Abstract

The removal of impacted teeth is one of the most common procedures performed by oral and maxillofacial surgeons. Reduction of discomfort post-operatively and efficient local anesthesia are imperative for success in surgical practice. At sub-anesthetic doses, ketamine has a noticeable analgesic action, which can be used to supplement local anesthesia with minimal side effects. To assess the efficacy of low-dose ketamine as an adjunct to local anesthesia in the management of pain, swelling and trismus after surgical removal of impacted mandibular third molars. Twenty five patients with bilaterally symmetrical impacted mandibular third molars requiring surgical removal under local anesthesia were selected for the controlled clinical study. The third molar sites of all patients enrolled in the trial were randomly assigned into 2 groups: Local Anesthesia (Lignocaine) Alone [LAA] and Local Anesthesia plus ketamine [LAK]. 5ml of local anesthetic (Lignocaine Hydrochloride 2% with epinephrine 1:100,000) was injected in the 'LAA' group while the 'LAK' group received 5ml of local anesthetic plus 0.2mg/kg ketamine. Patients were blinded to the solution used and the operator recorded the group (LAA or LAK) and the respective site (Right or Left) for analysis. Bilaterally symmetrical impacted mandibular molars were removed at an interval of 15 days.
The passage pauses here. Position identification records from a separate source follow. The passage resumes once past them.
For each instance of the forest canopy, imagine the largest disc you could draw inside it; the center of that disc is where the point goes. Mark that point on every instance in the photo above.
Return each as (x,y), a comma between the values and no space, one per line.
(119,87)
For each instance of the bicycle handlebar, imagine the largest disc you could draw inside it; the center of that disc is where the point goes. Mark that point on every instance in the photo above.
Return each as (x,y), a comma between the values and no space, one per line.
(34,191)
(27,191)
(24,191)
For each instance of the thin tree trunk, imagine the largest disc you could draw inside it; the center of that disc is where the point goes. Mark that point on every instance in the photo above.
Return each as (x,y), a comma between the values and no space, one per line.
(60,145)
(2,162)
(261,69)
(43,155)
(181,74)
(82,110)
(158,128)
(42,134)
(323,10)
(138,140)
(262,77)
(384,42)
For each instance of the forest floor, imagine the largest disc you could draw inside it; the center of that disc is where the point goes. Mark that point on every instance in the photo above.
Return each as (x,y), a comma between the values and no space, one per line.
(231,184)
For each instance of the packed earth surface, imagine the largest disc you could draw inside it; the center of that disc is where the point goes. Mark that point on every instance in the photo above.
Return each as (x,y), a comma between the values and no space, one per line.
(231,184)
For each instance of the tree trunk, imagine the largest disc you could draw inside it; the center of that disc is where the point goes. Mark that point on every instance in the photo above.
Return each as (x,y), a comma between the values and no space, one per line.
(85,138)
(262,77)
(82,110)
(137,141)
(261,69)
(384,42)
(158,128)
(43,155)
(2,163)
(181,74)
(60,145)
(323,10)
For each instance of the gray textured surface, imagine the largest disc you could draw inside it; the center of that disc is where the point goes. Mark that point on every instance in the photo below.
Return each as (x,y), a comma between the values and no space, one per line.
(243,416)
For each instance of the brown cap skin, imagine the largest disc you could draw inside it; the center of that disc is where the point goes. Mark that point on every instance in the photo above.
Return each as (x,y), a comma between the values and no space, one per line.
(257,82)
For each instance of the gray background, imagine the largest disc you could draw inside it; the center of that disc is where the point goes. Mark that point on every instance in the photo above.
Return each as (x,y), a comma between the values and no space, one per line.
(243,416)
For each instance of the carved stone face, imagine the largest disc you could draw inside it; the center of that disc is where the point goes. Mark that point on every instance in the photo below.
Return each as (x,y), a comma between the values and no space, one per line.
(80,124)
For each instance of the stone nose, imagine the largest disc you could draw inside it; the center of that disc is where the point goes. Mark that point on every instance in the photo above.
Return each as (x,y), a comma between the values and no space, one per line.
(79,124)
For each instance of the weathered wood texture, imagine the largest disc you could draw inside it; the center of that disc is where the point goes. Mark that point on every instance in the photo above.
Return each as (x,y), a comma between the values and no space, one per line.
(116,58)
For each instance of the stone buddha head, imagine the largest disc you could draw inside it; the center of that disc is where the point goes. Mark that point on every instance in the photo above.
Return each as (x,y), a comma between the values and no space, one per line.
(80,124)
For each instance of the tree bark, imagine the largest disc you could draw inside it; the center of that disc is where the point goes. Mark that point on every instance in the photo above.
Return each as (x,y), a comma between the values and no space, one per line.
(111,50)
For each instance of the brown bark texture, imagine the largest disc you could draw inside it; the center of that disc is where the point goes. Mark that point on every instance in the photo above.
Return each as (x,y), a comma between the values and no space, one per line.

Facial swelling on post-operative days was significantly lower in the LAK group than in the LAA group (p<0.05). The pain scores on the VAS were significantly higher in the LAA group than in the LAK group (p<0.05). The role of ketamine in low doses as an analgesic and anti-inflammatory is evident in our study. The combination of a local anesthetic and sub-anesthetic doses of ketamine injected for surgical removal of impacted third molars provides good local anesthesia while alleviating post-operative sequelae for the patient by providing a degree of post-operative analgesia with less swelling.